Workflow<PrContext, AssessmentResult> aiAssessment = Workflow.<PrContext, AssessmentResult>define("ai-assessment")
    .step(assessCodeQuality)    // updateContext() writes QUALITY_ASSESSMENT
    .then(assessBackport)       // updateContext() writes BACKPORT_ASSESSMENT
    .build();

Workflow.<Integer, Path>define("pr-review")
    .step(fetchPrContext)       // writes PR_CONTEXT to ctx
    .branch(skipAi)
        .then(skipStep)
        .otherwise(aiAssessment) // sub-workflow — context writes propagate back
    .then(qualityJudge)         // reads QUALITY_ASSESSMENT and BACKPORT_ASSESSMENT ✓
    .run(prNumber);

How it works: The executor detects step instanceof Workflow and runs it inline rather than dispatching through the StepRunner. The sub-workflow receives the parent’s current context, executes normally, and the final context (including all updateContext() writes from every nested step) is merged back into the parent via mergeFrom(). Leaf steps still go through the StepRunner (so TemporalStepRunner dispatch works correctly for individual steps). Nesting is unlimited: sub-workflows can contain sub-workflows. Each level merges its context writes back up the chain. Parallel branches: context writes from parallel sub-workflow branches are merged at the join node. If two branches write to the same key, the last branch to complete wins.

RunOptions

RunOptions.maxCost(5.0)
RunOptions.maxIterations(50)
RunOptions.maxDuration(Duration.ofMinutes(10))
RunOptions.unlimited()

// Chain
RunOptions.maxCost(5.0).withMaxIterations(50).withMaxDuration(Duration.ofMinutes(10))

WorkflowGraph (IR)

Pure data structure — no execution logic, no Spring AI imports.

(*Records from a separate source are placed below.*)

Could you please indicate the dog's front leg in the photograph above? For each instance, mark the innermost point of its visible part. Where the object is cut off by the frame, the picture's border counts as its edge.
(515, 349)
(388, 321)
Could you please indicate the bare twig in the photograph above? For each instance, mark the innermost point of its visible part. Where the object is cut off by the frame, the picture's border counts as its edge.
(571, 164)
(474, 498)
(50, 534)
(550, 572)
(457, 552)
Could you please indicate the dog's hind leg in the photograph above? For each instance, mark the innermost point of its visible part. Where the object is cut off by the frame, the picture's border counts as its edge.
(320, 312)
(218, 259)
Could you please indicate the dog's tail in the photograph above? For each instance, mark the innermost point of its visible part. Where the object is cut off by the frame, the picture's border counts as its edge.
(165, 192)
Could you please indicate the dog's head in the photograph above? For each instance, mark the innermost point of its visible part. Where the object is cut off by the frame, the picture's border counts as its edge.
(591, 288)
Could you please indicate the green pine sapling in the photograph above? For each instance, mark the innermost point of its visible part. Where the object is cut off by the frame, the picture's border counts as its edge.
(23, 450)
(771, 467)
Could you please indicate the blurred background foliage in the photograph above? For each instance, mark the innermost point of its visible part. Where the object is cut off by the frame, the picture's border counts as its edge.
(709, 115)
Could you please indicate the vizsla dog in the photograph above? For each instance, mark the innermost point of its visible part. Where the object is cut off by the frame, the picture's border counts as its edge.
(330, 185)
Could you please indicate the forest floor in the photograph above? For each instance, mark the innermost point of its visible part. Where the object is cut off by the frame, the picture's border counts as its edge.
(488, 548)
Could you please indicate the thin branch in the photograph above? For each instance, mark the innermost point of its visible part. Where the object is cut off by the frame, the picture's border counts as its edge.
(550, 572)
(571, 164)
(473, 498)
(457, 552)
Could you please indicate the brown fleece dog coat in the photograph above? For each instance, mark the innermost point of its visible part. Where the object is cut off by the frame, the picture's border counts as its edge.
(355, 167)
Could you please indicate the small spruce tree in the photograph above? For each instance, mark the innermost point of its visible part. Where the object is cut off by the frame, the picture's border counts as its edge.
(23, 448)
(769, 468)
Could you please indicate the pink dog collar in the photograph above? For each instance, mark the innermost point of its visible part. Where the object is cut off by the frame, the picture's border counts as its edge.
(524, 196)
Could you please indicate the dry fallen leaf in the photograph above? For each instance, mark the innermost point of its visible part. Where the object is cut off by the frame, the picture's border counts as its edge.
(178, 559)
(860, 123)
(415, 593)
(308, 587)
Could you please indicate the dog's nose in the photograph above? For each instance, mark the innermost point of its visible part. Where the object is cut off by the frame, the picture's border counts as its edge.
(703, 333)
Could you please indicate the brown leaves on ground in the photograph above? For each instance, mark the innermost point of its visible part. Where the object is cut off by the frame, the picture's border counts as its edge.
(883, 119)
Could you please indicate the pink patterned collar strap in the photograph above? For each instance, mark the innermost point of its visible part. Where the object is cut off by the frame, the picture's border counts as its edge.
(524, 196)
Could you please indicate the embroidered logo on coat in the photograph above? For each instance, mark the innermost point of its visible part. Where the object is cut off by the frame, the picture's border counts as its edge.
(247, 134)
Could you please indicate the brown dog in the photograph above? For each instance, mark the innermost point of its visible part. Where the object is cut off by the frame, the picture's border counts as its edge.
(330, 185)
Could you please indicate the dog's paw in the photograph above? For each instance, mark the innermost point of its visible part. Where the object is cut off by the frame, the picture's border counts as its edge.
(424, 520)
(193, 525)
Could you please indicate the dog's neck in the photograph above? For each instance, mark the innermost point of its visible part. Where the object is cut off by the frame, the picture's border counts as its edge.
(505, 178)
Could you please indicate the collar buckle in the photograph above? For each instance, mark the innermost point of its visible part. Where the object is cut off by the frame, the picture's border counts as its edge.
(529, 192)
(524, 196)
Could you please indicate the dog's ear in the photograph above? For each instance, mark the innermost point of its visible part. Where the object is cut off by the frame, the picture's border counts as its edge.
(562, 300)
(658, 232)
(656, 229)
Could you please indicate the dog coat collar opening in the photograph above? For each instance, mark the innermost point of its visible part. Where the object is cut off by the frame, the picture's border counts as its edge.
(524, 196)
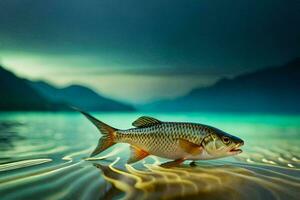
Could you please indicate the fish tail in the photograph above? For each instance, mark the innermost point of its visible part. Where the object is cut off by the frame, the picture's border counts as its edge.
(108, 134)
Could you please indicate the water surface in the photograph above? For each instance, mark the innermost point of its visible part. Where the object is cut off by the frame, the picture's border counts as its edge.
(45, 156)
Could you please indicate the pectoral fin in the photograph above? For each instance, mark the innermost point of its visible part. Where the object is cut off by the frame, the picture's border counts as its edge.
(173, 163)
(190, 147)
(136, 154)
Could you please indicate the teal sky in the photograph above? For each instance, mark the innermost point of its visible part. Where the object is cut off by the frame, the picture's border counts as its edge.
(138, 51)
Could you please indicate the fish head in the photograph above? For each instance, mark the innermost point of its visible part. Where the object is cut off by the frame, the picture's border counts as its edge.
(221, 144)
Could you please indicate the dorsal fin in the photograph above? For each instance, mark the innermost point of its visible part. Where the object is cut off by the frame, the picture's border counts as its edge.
(136, 154)
(145, 122)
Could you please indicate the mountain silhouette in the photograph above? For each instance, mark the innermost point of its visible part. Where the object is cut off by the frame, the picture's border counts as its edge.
(273, 89)
(18, 95)
(79, 96)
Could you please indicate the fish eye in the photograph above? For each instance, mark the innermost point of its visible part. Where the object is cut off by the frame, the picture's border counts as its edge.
(226, 140)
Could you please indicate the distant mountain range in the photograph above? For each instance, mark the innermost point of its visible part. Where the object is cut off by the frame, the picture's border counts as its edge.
(274, 89)
(17, 94)
(79, 96)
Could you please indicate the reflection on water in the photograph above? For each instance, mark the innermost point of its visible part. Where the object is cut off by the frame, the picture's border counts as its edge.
(46, 156)
(8, 134)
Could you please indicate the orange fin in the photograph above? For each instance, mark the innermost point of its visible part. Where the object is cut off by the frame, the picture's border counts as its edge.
(173, 163)
(190, 147)
(108, 134)
(136, 154)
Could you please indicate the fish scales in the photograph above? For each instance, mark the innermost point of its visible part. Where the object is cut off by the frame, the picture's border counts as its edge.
(162, 139)
(179, 141)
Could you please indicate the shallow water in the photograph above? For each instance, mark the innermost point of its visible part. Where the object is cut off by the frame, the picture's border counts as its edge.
(45, 156)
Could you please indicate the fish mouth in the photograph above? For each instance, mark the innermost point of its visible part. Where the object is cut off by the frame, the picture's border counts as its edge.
(236, 149)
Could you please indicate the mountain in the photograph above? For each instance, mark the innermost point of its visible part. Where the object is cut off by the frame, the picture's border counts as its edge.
(79, 96)
(17, 94)
(273, 89)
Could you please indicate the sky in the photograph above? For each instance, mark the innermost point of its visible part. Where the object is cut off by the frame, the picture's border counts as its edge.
(139, 51)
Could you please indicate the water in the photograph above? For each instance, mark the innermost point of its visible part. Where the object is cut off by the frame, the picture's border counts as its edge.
(45, 156)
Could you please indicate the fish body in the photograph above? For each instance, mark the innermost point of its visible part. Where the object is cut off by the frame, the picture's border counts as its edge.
(163, 139)
(173, 140)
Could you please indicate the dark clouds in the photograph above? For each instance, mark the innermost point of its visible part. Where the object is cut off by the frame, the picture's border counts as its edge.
(196, 34)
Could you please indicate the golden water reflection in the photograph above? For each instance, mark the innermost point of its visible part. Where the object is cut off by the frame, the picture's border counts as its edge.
(208, 181)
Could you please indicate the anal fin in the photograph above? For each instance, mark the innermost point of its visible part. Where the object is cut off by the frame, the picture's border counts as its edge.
(136, 154)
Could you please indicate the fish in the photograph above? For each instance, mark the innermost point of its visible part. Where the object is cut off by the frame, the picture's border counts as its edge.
(178, 141)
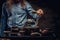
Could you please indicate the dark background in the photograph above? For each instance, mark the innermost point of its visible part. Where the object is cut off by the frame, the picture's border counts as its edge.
(51, 18)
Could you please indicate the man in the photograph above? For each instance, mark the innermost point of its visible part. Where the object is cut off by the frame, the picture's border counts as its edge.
(14, 13)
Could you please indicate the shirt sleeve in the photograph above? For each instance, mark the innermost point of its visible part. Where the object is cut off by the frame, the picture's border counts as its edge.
(30, 9)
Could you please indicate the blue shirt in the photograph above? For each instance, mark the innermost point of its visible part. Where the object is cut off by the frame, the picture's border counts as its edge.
(18, 15)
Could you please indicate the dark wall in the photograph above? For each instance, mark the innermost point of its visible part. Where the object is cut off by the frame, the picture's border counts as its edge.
(51, 12)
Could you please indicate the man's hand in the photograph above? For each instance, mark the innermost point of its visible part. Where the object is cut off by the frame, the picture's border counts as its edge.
(39, 12)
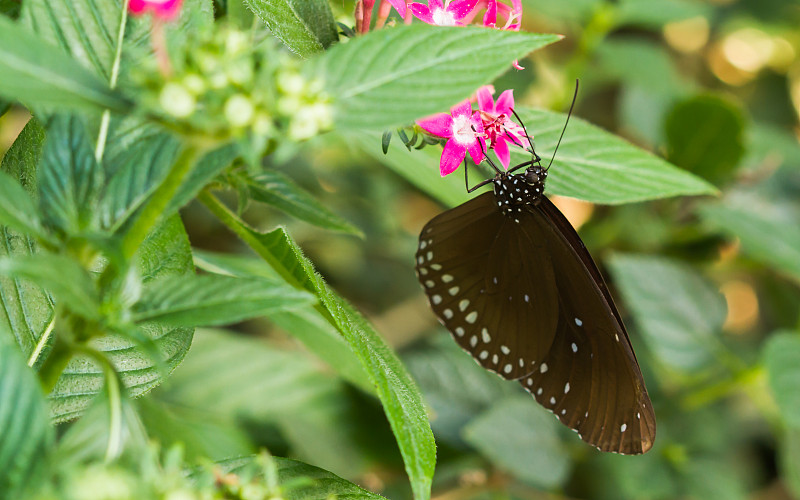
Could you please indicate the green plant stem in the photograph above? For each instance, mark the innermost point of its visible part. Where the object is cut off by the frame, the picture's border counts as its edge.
(154, 208)
(55, 363)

WorkflowGraph<I, O> graph = workflow.compile();
graph.name()         // String
graph.nodes()        // List<WorkflowNode>
graph.edges()        // List<WorkflowEdge>
graph.startNode()    // String
graph.finishNode()   // String

Node Types (sealed)

Node	Description
`StepNode`	Regular step execution (AGENT or DETERMINISTIC)
`GatewayNode`	Predicate branch
`DecisionNode`	LLM routing
`GateNode`	Quality gate with reflector and retry
`LoopEntryNode`	While-do entry
`LoopCheckNode`	Do-while condition
`LoopExitNode`	Loop resume point
`ForkNode`	Parallel split
`JoinNode`	Convergence

Edge Conditions (sealed)

Condition	From
`Unconditional`	Sequential
`BooleanGuard(true/false)`	GatewayNode
`OptionMatch("name")`	DecisionNode
`GateMatch(PASS/FAIL/ESCALATE)`	GateNode
`BranchIndex(i)`	ForkNode
`ErrorMatch(ExType)`	Error edges
`LoopContinue` / `LoopExit`	Loop nodes
`BackEdge(condition)`	`backTo()` cyclic edges

Type Checking

WorkflowGraphAssert.assertTypeCompatible(graph) walks a compiled graph and checks that each step’s declared output type is assignable to the next step’s declared input type. Catches ClassCastException-style bugs at test time. Opt-in: Steps that override inputType() / outputType() participate. Lambda steps and Step.named() return Object.class by default and are silently skipped — no false positives.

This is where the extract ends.